She had studied "some" already. She was taking lessons over at Point Concepcion, where her aunt had friends, and she went three times a week. The gentleman who taught her was not a Catholic, and, of course, he knew she was a Protestant. She would have preferred to live there, but her mother and father were both dead, and had left her with her aunt. She liked it better because it was sunnier and brighter there. She loved the sun and warmth. She had listened to what he had said about the dampness and gloom of the chapel. It was true. The dampness was that dreadful sometimes it just ruined her clothes, and even made her hoarse. Did he think they would really take his advice and clear out the woods round the chapel?
"Would you like it?" he asked pleasantly.
"Yes."
"And you think you wouldn't pine so much for the sunshine and warmth of the Mission?
"I'm not pining," said Cissy with a toss of her curls, "for anything or anybody; but I think the woods ought to be cleared out.

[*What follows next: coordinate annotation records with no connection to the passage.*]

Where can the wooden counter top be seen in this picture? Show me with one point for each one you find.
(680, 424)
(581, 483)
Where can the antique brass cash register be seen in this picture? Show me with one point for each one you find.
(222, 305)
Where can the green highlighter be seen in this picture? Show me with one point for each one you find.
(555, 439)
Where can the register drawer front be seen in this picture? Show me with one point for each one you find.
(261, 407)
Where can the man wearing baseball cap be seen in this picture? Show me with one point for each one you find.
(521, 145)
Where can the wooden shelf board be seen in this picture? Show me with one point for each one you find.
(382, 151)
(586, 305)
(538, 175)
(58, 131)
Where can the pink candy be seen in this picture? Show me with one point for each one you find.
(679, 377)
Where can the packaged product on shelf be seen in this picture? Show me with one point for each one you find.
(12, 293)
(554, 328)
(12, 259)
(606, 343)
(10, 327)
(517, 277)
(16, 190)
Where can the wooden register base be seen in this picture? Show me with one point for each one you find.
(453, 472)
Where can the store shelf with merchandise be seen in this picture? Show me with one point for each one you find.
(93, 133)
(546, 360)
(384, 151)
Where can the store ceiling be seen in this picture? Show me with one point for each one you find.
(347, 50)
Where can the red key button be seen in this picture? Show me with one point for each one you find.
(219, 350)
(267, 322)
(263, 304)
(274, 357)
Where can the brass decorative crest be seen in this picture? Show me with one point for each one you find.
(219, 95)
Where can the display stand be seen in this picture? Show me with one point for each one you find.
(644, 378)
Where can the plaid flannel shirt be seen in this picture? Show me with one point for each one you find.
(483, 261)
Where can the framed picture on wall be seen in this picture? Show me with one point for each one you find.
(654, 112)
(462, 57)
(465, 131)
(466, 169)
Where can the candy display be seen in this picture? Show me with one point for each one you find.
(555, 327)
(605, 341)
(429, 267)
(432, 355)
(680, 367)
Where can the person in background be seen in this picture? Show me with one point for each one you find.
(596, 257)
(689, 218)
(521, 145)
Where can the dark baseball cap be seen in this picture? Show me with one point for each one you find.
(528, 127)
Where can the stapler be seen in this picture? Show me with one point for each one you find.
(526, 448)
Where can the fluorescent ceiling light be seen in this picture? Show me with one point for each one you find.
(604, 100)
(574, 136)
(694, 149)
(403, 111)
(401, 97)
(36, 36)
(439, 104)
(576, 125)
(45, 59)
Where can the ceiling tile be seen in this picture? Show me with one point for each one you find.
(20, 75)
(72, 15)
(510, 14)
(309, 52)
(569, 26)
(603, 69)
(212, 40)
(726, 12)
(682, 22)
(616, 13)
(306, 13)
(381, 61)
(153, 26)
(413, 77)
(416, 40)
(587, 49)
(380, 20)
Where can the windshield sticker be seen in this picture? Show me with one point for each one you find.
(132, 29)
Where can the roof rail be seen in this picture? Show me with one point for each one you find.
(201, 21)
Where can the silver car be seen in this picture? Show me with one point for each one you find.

It's just as it was when the runaways hid there.""When the RUNAWAYS HID THERE!" said Brother Seabright quickly.
"What runaways?"
"Why, the boat's crew," said Cissy.
"Why do you call them runaways?"
"I don't know. Didn't YOU?" said Cissy simply. "Didn't you say they never came back to Horse Shoe Bay. Perhaps I had it from aunty. But I know it's damp and creepy; and when I was littler Iused to be frightened to be alone there practicing.""Why?" said the preacher quickly.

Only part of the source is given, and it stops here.